Social data represents the largest accessible database in our history. But without historical context, the insights obtained can be misleading and the trends distorted.
Everything that happens online is in a historical context.
An opinion can be influenced by seasonality, world events, the cultural climate or even a meme become viral. Without fully understanding the historical context of a post, analysts will find it difficult to derive real conclusions from the data gathered.
Imagine that you are in charge of a marketing campaign. You discover that your last campaign generated two million online entries, 60% of which are positive. This seems like good news, but is it really?
Looking at the historical data, you may find that this figure is actually 15% lower than your brand’s average results, that influencers were more committed to previous campaigns and that it was paid advertising that Rather than engaging content.
Without historical context, you have to consider different assumptions. These assumptions ultimately give rise to deceptive trends, which distort the results and can harm your insights.
It’s inevitable. If your data is used to make recommendations, predictions or actions, you need historical data to validate your findings. Here are three reasons why you need historical data to effectively analyze social media:
Getting insights fast
The advantages of historical data Seasonality: the example of Unilever and Ben & Jerry’s
A Brandwatch customer, one of the most well known consumer goods producers, relies on historical data. Why ? Because the teams responsible for consumer studies and industry professionals want reliable insights. In particular, they use historical data to study seasonality.
While important cyclical events, such as holidays or seasons, can produce predictable results, determining the effects of seasonality is not always so simple. Indeed, most brands adapt the trend in their own way.

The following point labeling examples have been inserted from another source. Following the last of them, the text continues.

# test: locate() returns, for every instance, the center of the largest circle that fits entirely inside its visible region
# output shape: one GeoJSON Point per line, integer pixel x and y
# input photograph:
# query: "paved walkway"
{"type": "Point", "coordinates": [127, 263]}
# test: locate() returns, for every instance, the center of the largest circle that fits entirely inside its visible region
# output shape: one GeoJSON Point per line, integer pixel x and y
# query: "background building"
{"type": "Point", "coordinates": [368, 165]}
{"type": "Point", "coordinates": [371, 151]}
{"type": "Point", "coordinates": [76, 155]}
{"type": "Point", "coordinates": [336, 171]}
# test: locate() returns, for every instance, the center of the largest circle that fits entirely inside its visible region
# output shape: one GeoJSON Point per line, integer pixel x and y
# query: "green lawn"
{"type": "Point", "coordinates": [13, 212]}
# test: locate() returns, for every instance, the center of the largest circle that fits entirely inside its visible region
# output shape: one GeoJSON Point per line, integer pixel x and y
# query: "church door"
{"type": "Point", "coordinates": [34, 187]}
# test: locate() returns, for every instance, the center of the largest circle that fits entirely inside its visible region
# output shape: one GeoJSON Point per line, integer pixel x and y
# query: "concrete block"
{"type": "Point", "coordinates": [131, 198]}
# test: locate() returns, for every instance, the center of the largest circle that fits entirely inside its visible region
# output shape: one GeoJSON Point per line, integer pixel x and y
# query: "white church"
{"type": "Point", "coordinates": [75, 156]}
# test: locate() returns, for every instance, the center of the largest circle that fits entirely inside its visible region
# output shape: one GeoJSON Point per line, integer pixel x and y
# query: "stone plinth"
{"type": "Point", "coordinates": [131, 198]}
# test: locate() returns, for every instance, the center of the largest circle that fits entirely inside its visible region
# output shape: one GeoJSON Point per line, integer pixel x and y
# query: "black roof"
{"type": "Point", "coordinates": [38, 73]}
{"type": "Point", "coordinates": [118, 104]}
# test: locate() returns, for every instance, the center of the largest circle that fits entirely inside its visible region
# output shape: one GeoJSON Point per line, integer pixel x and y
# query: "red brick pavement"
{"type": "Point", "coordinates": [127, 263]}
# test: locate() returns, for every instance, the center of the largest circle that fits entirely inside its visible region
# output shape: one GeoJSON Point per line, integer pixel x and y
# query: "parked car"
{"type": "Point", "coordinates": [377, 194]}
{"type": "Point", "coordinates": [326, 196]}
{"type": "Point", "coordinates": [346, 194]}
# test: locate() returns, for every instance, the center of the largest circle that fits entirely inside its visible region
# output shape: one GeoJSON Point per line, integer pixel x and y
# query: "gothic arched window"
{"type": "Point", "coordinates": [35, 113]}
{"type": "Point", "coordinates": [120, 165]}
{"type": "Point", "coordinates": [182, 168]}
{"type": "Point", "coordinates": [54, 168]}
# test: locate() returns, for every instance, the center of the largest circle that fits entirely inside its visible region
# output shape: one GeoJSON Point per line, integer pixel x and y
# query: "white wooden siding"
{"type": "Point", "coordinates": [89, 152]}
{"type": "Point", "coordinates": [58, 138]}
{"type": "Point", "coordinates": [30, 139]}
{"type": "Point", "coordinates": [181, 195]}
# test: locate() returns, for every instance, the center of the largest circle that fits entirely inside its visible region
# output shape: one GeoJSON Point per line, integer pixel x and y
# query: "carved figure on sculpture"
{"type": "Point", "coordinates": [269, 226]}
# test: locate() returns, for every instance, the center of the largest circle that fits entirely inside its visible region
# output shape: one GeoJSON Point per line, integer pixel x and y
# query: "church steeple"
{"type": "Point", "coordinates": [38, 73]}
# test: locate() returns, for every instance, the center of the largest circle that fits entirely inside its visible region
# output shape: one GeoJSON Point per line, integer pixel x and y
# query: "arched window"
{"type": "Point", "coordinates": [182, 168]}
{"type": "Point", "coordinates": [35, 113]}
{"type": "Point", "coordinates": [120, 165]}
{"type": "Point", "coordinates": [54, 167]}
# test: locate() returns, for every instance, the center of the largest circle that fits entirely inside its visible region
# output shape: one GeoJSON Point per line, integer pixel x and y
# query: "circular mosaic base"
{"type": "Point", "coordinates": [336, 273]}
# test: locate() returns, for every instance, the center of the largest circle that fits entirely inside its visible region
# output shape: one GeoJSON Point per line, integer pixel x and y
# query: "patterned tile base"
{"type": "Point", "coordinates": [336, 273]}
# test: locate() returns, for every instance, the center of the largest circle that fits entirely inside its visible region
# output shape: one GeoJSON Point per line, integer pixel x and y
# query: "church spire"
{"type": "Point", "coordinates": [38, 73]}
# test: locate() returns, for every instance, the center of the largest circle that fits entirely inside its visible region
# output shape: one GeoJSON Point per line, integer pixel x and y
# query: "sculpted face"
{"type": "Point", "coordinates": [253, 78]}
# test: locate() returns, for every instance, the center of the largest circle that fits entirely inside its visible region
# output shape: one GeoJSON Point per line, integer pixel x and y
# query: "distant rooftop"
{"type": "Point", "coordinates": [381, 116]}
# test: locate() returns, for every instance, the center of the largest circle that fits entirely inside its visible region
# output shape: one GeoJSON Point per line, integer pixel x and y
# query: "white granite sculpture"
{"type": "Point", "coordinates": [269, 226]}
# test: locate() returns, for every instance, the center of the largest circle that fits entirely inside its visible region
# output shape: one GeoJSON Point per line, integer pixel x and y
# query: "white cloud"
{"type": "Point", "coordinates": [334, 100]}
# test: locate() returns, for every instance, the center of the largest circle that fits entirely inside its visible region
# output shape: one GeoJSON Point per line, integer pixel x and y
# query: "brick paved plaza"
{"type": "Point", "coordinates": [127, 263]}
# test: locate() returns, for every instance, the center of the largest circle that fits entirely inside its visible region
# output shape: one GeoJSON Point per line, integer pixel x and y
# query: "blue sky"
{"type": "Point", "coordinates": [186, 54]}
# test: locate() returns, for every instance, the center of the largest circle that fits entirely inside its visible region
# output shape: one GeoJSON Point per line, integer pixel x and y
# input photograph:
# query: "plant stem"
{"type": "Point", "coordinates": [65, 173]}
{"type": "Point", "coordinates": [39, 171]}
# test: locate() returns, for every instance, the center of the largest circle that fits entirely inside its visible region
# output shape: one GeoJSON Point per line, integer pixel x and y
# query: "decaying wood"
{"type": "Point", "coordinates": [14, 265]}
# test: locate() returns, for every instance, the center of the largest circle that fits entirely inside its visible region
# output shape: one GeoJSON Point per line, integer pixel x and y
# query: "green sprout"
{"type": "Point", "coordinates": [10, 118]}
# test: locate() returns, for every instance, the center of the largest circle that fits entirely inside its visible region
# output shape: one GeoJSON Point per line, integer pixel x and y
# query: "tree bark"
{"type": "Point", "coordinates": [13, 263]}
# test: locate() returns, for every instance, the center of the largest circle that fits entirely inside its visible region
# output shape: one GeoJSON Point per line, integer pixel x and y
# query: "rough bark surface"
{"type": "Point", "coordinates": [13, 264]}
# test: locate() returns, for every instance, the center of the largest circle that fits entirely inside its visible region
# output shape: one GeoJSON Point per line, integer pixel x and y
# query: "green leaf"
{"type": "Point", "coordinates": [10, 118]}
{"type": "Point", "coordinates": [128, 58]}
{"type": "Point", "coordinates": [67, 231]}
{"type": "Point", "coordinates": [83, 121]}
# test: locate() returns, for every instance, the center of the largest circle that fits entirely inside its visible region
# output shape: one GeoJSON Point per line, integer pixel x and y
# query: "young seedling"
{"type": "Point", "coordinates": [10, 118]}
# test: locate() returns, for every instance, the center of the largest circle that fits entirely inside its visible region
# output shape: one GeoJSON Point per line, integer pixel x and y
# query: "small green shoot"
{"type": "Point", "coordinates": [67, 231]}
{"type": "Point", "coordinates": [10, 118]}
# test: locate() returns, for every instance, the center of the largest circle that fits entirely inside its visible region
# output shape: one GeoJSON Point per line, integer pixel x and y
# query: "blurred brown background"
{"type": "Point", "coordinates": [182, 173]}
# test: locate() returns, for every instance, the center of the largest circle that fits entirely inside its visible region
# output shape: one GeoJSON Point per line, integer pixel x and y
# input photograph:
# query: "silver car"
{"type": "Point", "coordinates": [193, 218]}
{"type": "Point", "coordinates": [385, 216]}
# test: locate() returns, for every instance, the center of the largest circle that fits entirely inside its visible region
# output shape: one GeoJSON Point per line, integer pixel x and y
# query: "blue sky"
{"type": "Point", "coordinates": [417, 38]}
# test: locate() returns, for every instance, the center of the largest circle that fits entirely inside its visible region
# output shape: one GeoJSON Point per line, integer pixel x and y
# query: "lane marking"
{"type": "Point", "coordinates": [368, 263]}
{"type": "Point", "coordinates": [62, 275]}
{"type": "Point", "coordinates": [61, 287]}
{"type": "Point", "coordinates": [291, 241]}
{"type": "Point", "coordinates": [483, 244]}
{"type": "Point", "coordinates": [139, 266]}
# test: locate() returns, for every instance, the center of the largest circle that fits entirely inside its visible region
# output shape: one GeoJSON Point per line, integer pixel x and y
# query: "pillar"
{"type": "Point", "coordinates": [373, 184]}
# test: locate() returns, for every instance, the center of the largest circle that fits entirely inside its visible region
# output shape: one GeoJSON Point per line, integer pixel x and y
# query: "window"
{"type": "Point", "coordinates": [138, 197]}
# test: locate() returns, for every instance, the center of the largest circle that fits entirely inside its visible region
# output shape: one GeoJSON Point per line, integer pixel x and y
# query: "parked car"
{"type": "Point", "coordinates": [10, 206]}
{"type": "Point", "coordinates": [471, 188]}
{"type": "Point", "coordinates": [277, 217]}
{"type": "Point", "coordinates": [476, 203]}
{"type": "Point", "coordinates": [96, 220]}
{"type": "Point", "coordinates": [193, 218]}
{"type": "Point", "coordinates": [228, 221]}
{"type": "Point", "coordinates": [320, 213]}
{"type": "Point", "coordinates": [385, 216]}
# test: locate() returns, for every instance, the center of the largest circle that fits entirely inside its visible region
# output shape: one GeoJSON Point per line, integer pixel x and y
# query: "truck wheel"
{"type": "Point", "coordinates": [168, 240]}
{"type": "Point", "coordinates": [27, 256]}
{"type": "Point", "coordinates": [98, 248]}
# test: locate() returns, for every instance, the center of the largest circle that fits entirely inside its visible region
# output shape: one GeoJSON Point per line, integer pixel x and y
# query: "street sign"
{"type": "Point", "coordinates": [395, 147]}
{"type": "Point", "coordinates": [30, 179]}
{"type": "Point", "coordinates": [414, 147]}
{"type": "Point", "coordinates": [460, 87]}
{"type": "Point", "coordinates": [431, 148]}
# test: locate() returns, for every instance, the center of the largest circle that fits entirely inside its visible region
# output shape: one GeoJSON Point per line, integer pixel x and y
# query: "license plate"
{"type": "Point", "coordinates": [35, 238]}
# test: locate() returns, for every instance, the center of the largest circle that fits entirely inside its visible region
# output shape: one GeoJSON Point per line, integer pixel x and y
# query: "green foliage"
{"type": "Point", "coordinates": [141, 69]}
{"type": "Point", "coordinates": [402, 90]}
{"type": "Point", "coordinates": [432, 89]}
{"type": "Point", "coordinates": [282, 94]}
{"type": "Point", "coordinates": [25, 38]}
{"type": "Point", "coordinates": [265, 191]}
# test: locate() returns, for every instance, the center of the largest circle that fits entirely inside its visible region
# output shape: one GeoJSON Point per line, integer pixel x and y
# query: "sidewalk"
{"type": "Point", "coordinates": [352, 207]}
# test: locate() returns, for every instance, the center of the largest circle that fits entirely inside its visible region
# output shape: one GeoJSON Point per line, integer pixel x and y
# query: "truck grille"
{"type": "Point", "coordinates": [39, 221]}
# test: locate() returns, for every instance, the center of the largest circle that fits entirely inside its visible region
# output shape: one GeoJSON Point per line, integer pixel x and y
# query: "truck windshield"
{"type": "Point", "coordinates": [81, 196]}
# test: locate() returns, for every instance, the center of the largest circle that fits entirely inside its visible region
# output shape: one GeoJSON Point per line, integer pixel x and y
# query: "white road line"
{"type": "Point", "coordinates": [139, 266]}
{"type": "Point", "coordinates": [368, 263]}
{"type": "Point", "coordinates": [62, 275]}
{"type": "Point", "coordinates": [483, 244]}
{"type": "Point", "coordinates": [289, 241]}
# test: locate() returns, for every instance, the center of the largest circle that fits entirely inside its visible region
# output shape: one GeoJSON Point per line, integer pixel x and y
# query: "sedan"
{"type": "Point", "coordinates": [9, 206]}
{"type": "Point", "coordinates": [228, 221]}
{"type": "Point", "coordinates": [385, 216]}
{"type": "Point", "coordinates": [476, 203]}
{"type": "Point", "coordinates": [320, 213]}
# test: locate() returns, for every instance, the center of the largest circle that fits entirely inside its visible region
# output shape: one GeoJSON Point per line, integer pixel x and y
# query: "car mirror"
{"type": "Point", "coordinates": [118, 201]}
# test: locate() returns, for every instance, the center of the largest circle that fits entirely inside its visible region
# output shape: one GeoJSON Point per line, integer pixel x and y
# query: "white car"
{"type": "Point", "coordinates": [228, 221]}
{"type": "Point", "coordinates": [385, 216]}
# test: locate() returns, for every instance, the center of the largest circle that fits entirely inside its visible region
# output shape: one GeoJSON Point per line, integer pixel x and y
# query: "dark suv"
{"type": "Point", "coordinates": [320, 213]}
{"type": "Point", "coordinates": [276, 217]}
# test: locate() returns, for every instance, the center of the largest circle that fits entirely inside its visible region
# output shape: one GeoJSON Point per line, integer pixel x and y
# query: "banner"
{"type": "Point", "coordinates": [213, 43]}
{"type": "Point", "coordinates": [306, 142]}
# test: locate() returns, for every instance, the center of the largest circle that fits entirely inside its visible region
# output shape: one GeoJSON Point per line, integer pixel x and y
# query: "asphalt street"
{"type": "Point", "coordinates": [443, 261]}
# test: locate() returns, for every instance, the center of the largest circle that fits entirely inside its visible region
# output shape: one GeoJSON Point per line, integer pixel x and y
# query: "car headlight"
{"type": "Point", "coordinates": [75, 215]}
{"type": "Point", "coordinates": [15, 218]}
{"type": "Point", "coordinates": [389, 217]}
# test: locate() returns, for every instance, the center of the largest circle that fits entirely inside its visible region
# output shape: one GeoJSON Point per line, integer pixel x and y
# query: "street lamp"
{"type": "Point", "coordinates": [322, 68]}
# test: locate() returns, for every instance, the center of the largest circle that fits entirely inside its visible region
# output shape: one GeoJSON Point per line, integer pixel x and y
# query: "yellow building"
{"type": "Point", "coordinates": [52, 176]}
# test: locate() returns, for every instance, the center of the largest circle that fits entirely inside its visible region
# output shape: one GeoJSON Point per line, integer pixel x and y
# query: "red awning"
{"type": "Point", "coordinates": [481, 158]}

Take, for example, the ice industry. Sales increase in summer and fall in winter. The reason is obvious, even a child could understand this phenomenon thanks to its implacable logic: when it is hot, consumers want to refresh themselves by eating ice cream.
It would be easy to infer that this applies to all types of ice and that your brand is following the trend. But Unilever put this hypothesis to the test.
The group’s teams went back several years and collected all the references where consumers expressed their desire to buy a Ben & Jerry’s ice cream.
Surprisingly, these data did not increase in summer and did not drop in winter as might be expected. On the contrary, Ben & Jerry’s mentions increased continuously throughout the year, regardless of season.
The usual seasonal fluctuation had no effect on the brand.
The team analyzed these historical data and compared them to the meteorological data. The seasons did not affect conversations, but what about the weather?
Their findings contradicted all previous assumptions about ice consumption.
Over the years studied, a rainy weather was systematically accompanied by a soaring number of people mentioning the desire to buy a bin of Jer & Jerry’s ice.
The rain, not the sun, made them want to buy ice.
This information was totally inconsistent with what was suggested by the industry data (and wisdom). Historical data from social networks revealed that Ben & Jerry’s and other competing brands did not see their ratings particularly rising during the summer
This insight was reliable. This trend has been confirmed and validated by years of historical references which prove it to be consistent. This phenomenon was repeated again and again, every time it rained.
The historical data gave Unilever an insight that prompted the brand to change its online advertising marketing strategies. Instead of increasing its marketing budget in summer – like its competitors – the group launched online advertisements when the weather forecast predicted rain. Thus, Unilever has optimized its marketing budget thanks to an intelligent analysis of the behavior of online consumers and a genuine knowledge of the market.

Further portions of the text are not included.